The Gerontological Society of America (GSA) -- the nation's largest interdisciplinary organization devoted to the field of aging -- has chosen Sean P. Curran, PhD, of the University of Southern California as the 2014 recipient of the Nathan Shock New Investigator Award.
This distinguished honor is given for outstanding contributions to new knowledge about aging through basic biological research. It was established in 1986 to honor Nathan Shock, PhD, a founding member of GSA and pioneer in gerontological research at the National Institutes of Health.

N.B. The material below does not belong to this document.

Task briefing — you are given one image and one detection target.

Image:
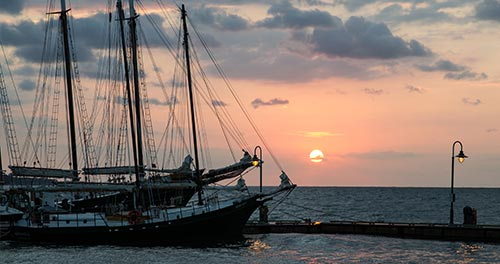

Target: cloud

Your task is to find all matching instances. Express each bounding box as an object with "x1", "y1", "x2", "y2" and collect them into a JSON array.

The award presentation will take place at GSA's 66th Annual Scientific Meeting, which will be held from November 5 to 9 in Washington, DC. This conference is organized to foster interdisciplinary collaboration among researchers, educators, and practitioners who specialize in the study of the aging process. Visit http://www.
At the University of Southern California, Curran is an assistant professor of biogerontology in the Davis School of Gerontology, of molecular and computational biology in the Dornsife College of Letters, Arts, and Sciences, and of biochemistry and molecular biology in the Keck School of Medicine.
His research focuses on molecular, genetic and biochemical approaches to identifying evolutionarily conserved mechanisms that regulate cellular and organism survival and longevity. He is combining genetic, molecular biology, and biochemical techniques and approaches to understanding the vital roles of metabolism in normal aging and aging pathology. He also is combining studies in worms with mammalian cell structure and mouse studies to validate the universality of his findings.
Curran's work has received national attention from the Ellison Medical Foundation, the American Federation for Aging Research, the Glenn Foundation on Aging Research, as well as a Mellon Mentoring Award for his work with students at the University of Southern California.
The Gerontological Society of America (GSA) is the nation's oldest and largest interdisciplinary organization devoted to research, education, and practice in the field of aging. The principal mission of the Society -- and its 5,500+ members -- is to advance the study of aging and disseminate information among scientists, decision makers, and the general public. GSA's structure also includes a policy institute, the National Academy on an Aging Society, and an educational branch, the Association for Gerontology in Higher Education.